There’s been a lot of talk lately about the government wanting to give Canadian consumers choice when it comes to their cable and satellite channels. Rather than being forced to purchase “bundles” of channels, the option to pick and choose seems like a good one. I know in my household, we watch a limited number of stations, and reduced our bundle package down when we realized we were paying for many channels that we didn’t watch, and only one “good” one in a certain bundle. It just doesn’t seem like smart buying. If we went to the grocery store and had to buy six boxes of cereal we didn’t like, in order to get one box that we’d eat, I’d switch to toast.
So what if we did that at bookstores and libraries? What if we put together bundles of books in different genres, say, and make patrons take them home. Would you continue to read? Would you read something you might not normally have picked up just because it was part of the bundle? Maybe. It might honestly be a good marketing ploy for libraries to do that. We might encourage readers to experiment, and also expose them to authors that might not be getting the “read” time others do.
But it might also make you hate us. I think this is basically where people stand on cable and satellite companies right now…a love/hate relationship. We’re bound to the companies in order to get our entertainment fix. If we had the choice, though, we’d all rather pick and choose.
So why aren’t the TV providers switching gears, aside from the obvious fact that they are probably making money off bundles? Wouldn’t they garner more customers (and therefore, customer satisfaction) if they allowed choice? That’s what we think. They’re not convinced.

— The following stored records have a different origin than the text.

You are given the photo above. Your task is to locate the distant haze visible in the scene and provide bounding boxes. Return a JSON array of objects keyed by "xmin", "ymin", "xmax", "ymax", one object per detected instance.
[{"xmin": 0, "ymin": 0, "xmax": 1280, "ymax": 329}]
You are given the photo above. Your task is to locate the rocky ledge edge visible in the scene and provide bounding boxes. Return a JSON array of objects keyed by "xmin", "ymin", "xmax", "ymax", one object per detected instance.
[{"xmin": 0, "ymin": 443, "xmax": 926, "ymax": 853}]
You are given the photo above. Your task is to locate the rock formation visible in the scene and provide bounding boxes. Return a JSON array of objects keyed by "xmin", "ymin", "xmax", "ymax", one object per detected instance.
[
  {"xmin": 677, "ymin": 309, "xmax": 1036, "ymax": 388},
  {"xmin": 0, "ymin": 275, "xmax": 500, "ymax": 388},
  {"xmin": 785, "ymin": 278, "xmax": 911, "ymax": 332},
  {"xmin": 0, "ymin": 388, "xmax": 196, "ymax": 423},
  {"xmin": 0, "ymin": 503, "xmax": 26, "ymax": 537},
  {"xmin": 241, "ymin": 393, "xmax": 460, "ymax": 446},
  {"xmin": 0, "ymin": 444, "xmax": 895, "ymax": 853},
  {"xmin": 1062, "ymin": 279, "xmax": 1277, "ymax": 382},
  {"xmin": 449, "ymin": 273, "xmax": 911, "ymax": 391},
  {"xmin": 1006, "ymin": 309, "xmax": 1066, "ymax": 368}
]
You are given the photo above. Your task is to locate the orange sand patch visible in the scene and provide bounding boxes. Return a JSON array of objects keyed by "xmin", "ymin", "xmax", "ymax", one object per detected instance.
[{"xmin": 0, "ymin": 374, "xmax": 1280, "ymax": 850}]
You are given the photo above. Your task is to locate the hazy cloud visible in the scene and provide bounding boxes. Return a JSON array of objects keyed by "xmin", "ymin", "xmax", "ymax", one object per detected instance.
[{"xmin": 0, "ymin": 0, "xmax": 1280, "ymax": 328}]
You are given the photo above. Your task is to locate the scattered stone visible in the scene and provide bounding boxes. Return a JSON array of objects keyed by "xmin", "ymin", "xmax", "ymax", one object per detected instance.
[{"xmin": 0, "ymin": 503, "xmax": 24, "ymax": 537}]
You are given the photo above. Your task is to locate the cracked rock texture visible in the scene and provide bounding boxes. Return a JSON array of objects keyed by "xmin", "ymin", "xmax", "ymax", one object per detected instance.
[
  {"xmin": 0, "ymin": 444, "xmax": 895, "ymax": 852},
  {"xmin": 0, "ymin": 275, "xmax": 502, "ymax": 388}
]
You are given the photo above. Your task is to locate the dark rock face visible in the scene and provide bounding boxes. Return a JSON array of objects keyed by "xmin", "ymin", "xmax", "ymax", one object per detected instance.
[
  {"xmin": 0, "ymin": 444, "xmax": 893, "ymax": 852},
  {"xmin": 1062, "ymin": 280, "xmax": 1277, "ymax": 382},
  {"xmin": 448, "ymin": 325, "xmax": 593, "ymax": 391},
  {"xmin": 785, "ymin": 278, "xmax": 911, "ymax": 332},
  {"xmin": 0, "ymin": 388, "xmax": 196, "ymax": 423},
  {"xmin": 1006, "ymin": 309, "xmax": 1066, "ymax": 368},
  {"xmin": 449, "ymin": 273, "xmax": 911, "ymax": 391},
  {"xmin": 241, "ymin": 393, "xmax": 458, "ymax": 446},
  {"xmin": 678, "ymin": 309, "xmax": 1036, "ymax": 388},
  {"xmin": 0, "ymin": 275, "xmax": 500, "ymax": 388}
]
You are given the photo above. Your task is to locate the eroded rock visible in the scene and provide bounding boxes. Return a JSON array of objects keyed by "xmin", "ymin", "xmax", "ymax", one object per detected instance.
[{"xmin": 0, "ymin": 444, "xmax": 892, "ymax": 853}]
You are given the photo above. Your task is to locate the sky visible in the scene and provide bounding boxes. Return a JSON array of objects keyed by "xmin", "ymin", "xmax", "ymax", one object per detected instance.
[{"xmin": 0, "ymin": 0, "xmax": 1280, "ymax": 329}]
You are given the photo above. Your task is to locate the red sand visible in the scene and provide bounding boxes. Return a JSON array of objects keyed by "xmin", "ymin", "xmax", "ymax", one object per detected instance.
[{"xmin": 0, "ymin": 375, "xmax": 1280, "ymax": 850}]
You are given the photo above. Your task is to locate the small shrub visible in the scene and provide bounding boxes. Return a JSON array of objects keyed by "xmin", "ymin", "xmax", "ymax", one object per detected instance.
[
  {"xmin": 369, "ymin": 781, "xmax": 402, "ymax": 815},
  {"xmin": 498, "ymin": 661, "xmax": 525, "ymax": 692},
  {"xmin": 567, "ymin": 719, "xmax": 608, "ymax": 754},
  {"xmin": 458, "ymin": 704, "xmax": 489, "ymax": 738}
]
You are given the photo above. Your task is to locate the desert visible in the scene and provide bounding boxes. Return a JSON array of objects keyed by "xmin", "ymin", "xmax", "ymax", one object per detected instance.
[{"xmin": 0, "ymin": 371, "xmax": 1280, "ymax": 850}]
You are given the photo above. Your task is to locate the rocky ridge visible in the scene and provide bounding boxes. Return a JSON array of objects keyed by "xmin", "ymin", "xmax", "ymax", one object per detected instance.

Allowing customers to pick and choose would do a number of things: make the prices of individual channels soar, make many channels disappear altogether because they are essentially being paid for by subscription bundles, and make some channels merge with others, which would limit our choices once again. Of course, you’re not paying directly for books when you come to a library (your taxes do that part for you), so you might not feel like anything was being wasted if you took home a bundle of books and only read one of them. (The argument there, of course, is that people who don’t use the library are wasting their tax dollars altogether. But that’s a completely different problem. Let’s stick to the idea of bundles.)
We’re “stuck” with the choices libraries make for us, as well, when you think of it, but in a much broader sense. If they don’t carry a particular book, we’re able to ask for it through interlibrary loan, which is almost like purchasing a specialty channel, but without the fee. The idea of freely walking through a library or bookstore (or grocery store) to choose what we want is the most rewarding experience we can imagine. But would you think less of us if we occasionally suggested a great book we think you might like, even if it was something different than you usually take with you? Probably not.
Don’t worry, we won’t start bundling our books any time soon, but it’s interesting to think about the concept the way they do in television. What do you think?